Better sales efficiency and being able to exceed customer expectations are key attributes contributing to higher satisfaction among full-service wireless customers who have bought service online, according to the J.D. Power “2015 U.S. Wireless Purchase Experience Full-Service Customer Performance Study – Vol. 2” and the “2015 U.S. Wireless Purchase Experience Non-Contract Performance Study – Vol. 2.” Satisfaction among full-service customers who had recently purchased service through an online/website channel purchase increased a significant 22 index points from the Vol. 1 study, to 814. That was the largest improvement among the three customer channels included in J.D. Power’s Vol. 2 report.
J.D. Power’s semiannual studies of the wireless purchase experience cover the experiences of wireless customers across three channels: phone calls fielded by sales reps, visits to retail shops, and website visits. Assessment of customer satisfaction is based on six criteria. In order of importance these are: store sales reps; phone sales reps; store facility; website; offerings and promotions; and cost of service.
Satisfaction among customers who had made purchases via sales reps via phone increased modestly, rising from 796 to 805. Meanwhile, satisfaction among customers who had made a purchase via a retail shop sales rep increased one index point, to 799.
Wireless Purchase Experience
AT&T ranked highest among wireless full-service carriers with an overall score of 804. AT&T performed particularly well on four of the six purchase experience factors, including offerings and promotions and phone sales representative factors, J.D. Power highlights.
Boost Mobile ranked highest among wireless non-contract carriers, finishing with an overall index score of 796. Store facility, website and phone sales reps were strong categories for Boost.
Overall satisfaction with the websites of non-contract carriers dropped 7 index points to 802 from the last report. The reason full service customers’ website satisfaction increased while that of non-contract customers declined relates largely to how long it takes to complete a purchase transaction, J.D. Power said.
“The study shows a direct correlation between an efficient sales transaction process and improving satisfaction with the overall website purchase experience,” commented Kirk Parsons, senior director and technology, media & telecom practice leader at J.D. Power.
“Full-service customers who make purchases on websites are finding it much easier to complete their transaction. This is largely because full-service carriers have invested heavily in self-service and online channels to make the overall sales experience more enjoyable and efficient.”
Other report highlights include:
- Overall satisfaction among wireless full-service customers improved to 797, up 7 points from the 2015 Vol. 1 report. Among non-contract wireless customers overall satisfaction rose to 785, up 7 index points.
- While 42 percent of full-service customers indicate they made their most recent purchase in a wireless retail store; 26 percent used the phone; and 33 percent did so online. In contrast, 61 percent of non-contract customers indicate their most recent purchase transaction occurred in a store, and only 35 percent indicate that it was via phone.

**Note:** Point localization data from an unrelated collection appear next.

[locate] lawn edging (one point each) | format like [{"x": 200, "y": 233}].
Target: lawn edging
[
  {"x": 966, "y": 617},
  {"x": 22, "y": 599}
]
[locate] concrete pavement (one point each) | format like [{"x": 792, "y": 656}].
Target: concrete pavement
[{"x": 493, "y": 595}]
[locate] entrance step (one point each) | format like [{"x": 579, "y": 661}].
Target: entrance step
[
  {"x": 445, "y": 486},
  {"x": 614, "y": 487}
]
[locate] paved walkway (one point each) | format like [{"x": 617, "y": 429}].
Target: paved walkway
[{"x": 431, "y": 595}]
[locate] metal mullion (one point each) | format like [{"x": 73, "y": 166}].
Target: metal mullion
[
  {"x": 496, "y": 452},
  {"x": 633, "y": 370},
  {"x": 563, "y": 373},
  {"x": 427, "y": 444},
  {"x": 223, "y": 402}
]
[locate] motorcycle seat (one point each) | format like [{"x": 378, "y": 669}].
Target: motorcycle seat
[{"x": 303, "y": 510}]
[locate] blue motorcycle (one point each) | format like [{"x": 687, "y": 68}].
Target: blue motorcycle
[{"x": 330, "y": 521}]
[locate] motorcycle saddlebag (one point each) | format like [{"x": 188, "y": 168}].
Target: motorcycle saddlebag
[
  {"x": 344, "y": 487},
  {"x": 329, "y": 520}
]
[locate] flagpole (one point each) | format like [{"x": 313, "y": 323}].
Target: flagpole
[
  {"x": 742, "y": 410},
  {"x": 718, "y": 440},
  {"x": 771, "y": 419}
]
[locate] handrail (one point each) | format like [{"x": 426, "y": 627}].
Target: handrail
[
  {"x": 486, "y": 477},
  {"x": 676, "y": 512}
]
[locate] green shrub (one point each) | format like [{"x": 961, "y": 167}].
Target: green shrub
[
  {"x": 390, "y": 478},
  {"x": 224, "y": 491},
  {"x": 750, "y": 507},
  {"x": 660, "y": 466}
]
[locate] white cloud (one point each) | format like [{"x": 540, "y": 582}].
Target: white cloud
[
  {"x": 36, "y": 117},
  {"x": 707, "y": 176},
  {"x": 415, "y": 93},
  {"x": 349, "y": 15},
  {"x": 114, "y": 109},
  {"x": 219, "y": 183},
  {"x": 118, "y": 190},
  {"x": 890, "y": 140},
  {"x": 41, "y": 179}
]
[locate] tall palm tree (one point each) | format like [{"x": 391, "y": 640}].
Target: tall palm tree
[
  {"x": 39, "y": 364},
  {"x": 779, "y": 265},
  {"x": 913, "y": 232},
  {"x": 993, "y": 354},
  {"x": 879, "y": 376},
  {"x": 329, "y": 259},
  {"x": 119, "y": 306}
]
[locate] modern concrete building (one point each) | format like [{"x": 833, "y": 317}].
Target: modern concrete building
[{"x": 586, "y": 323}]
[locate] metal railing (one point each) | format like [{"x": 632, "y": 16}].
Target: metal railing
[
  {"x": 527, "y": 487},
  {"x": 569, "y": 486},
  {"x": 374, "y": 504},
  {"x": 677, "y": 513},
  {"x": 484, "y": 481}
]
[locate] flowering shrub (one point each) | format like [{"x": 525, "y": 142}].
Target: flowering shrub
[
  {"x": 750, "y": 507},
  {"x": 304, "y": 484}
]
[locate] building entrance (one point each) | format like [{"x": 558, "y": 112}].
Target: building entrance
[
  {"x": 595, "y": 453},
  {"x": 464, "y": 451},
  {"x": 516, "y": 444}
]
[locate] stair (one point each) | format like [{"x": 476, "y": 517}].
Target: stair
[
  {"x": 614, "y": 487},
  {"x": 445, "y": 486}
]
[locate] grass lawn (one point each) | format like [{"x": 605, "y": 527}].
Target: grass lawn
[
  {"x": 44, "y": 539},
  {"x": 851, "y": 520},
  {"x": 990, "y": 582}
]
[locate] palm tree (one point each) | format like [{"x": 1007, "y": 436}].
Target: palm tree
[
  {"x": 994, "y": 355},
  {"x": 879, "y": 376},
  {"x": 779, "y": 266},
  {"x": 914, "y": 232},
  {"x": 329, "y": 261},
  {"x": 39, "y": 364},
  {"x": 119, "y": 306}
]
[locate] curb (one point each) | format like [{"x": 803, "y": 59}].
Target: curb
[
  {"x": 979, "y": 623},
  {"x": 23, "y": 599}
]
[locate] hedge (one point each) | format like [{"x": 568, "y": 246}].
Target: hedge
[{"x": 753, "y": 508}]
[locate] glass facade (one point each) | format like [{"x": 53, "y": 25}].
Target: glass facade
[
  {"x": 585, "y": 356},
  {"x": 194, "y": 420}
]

- The average total time full-service customers spent completing a sales transaction in a store is approximately 51 minutes—a decrease of approximately 3.0 minutes from 2015 Vol. 1 study. In comparison, customers making a purchase from non-contract carriers spend an average of just 42 minutes in a retail store.
- The percentage of full-service customers who say they experience “no pressure” during the retail sales transaction declined to 65 percent in 2015 Vol. 2 from 76 percent in the Vol. 1 study.